The protesters urged the factory's management and the state authorities to recognise their right to severance pay and years of service and to revoke the management's decision of 3 December 1991 to sack 2,119 workers because they failed to report to the exiled factory management in time.
Speaking on behalf of the Association of "Borovo" Workers which organised the protest and which represents some 4,500 former employees, president Mirko Grahorac said the association was not representing only the interests of former employees of Serb nationality as often claimed.
"This is no tree-trunk revolution or a rebellion of an ethnic group. This is a social rebellion," Grahorac said alluding to the 1990s rebellion of Croatian Serbs. He said the protesters would give the government time until March 20 to deal with their requests otherwise they would stage protests until the problem was solved.

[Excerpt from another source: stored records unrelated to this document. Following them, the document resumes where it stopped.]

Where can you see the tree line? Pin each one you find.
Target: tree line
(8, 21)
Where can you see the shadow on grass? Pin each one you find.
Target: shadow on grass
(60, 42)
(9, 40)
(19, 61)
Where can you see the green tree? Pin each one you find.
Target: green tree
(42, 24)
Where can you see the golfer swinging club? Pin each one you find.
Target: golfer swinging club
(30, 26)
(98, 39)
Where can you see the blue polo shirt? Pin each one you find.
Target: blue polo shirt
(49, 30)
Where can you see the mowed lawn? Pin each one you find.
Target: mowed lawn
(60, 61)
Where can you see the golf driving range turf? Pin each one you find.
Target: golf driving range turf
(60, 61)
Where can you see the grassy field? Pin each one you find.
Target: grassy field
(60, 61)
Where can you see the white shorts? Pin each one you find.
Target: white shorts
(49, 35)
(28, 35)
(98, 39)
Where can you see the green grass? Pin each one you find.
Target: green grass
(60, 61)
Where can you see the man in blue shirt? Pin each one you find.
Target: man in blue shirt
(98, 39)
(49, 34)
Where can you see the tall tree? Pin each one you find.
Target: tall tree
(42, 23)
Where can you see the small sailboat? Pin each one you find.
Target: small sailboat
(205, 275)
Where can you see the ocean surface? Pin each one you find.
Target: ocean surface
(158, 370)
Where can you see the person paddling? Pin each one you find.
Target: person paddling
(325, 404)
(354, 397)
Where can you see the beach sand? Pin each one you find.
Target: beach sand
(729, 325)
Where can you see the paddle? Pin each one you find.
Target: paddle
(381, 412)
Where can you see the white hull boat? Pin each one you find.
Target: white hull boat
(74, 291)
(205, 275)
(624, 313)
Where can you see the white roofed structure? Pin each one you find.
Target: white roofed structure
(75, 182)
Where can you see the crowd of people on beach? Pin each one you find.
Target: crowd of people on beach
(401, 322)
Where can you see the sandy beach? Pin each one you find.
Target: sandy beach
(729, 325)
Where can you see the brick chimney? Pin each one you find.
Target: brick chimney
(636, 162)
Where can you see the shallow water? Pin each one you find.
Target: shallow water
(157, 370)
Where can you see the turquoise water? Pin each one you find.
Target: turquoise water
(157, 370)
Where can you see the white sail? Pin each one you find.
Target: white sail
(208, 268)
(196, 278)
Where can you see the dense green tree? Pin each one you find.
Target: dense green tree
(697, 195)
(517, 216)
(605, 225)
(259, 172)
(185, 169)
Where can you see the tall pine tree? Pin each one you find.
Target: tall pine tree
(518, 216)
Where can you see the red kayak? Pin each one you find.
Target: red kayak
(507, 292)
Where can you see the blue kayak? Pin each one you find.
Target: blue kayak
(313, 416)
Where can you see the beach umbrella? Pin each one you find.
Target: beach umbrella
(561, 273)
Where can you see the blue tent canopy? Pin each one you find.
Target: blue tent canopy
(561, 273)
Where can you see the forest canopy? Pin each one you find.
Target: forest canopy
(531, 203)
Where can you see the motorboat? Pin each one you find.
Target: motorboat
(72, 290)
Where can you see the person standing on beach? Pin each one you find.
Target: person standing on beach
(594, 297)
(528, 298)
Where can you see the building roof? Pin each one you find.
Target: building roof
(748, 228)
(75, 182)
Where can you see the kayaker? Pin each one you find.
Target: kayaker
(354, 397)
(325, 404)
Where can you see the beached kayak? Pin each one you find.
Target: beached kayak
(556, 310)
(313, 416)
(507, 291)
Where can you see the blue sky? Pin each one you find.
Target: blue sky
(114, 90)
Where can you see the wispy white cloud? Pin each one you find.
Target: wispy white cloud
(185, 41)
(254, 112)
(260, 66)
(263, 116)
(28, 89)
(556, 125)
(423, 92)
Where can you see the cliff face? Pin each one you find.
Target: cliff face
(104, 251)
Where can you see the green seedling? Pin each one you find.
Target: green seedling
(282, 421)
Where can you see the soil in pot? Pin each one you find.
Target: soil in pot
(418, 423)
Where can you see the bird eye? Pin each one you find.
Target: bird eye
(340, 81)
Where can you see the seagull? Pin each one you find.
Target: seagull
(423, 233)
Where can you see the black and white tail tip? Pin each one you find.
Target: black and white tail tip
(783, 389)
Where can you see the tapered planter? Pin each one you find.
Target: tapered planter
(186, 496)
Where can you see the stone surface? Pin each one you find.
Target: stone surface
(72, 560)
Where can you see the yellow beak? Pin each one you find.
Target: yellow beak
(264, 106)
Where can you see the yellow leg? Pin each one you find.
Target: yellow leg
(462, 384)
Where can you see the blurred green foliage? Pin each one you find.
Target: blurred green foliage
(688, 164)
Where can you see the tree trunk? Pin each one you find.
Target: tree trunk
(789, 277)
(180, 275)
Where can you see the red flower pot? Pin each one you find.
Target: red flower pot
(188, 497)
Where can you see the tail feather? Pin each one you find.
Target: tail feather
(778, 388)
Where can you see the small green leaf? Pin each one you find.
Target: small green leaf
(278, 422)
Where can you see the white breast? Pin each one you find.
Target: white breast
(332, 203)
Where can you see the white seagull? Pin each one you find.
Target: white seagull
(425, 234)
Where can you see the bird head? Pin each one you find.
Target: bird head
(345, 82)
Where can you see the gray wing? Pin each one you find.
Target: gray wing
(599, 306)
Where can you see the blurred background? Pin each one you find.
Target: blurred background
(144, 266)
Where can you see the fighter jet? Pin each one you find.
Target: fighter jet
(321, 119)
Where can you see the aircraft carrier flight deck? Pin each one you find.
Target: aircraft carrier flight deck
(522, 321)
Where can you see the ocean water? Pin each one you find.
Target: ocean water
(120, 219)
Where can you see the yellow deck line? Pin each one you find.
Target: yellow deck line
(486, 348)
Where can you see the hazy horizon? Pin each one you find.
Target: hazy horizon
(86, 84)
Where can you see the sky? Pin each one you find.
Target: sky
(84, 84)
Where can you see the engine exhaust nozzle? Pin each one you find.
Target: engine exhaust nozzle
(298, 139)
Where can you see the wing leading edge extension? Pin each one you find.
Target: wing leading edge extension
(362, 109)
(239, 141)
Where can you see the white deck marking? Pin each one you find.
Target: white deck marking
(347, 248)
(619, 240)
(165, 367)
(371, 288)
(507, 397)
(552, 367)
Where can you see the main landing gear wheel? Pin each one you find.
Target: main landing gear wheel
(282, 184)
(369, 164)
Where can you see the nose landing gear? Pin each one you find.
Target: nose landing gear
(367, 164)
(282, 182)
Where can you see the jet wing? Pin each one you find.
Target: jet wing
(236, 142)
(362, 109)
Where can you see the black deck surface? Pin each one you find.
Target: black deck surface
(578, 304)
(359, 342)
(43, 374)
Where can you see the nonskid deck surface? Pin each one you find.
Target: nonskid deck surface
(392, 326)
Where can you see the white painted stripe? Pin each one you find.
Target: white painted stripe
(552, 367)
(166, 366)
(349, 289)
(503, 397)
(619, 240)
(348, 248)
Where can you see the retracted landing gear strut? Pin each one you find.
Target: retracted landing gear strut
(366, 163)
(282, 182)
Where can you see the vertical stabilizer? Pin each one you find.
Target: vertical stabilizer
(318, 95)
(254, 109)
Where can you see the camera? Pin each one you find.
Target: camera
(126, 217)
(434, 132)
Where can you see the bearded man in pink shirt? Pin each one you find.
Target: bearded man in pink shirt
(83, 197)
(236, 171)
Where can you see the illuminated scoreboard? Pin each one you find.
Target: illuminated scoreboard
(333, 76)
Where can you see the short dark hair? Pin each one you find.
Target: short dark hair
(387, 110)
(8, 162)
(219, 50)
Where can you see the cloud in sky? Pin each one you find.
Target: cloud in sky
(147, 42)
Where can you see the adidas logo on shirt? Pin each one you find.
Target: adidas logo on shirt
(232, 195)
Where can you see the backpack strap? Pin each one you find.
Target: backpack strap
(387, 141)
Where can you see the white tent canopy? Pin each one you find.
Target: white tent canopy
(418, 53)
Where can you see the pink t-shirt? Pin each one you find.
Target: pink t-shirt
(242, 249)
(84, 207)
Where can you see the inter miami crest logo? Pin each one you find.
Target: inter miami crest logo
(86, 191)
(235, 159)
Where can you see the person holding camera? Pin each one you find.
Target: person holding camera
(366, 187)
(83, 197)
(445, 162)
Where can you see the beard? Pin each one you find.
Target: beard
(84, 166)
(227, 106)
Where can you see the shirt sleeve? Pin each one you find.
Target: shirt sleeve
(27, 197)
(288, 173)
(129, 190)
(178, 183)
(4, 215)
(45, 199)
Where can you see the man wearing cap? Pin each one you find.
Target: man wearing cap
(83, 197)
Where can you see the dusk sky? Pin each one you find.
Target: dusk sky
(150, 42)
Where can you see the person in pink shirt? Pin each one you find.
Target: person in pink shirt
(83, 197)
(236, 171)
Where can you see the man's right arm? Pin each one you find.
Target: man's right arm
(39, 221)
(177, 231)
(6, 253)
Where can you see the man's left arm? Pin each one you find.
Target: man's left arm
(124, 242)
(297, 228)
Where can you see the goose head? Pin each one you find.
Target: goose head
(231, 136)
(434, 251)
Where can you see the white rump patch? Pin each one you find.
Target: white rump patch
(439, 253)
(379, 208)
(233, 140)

The association's secretary, Savo Davidovic, said that the association had been trying for six years to regulate the status of workers who on 3 December 1991 were collectivelly sacked, as well as the status of some 2,000 employees who were sent into retirement in the meantime without severance pay and that of some 400 workers who ended up unemployed when the company declared bankruptcy.
The government set up a commission to deal with the problem, but it met last in late 2005, when it determined the legal as well as the political basis to regulate the status of some 4,500 former employees, Davidovic said.
The commission determined the right to 1,500 kuna of severance pay per year of service for workers whose work contracts were cancelled on 3 December 1991 and 1,000 kuna per year of service for workers who worked in Borovo during the war, and decided that they should be enabled to exercise their rights within a period of 15 days.
"We are referring to the Labour Act and the government's regulation of 1991 which clearly states that a worker does not have to go to work during a period of war because he or she is prevented by force majeur," said Davidovic.
He also cited an agreement of several years ago recognising the right to severance pay and years of service for 1,746 former employees of Croat nationality.
The protesters were also addressed by a vice-president of the Independent Democratic Serb Party (SDSS) and Vukovar County deputy prefect Jovan Ajdukovic, who said that the issue of rights of former Borovo employees was the basis of Croatian democracy and the survival of Croatian Serbs.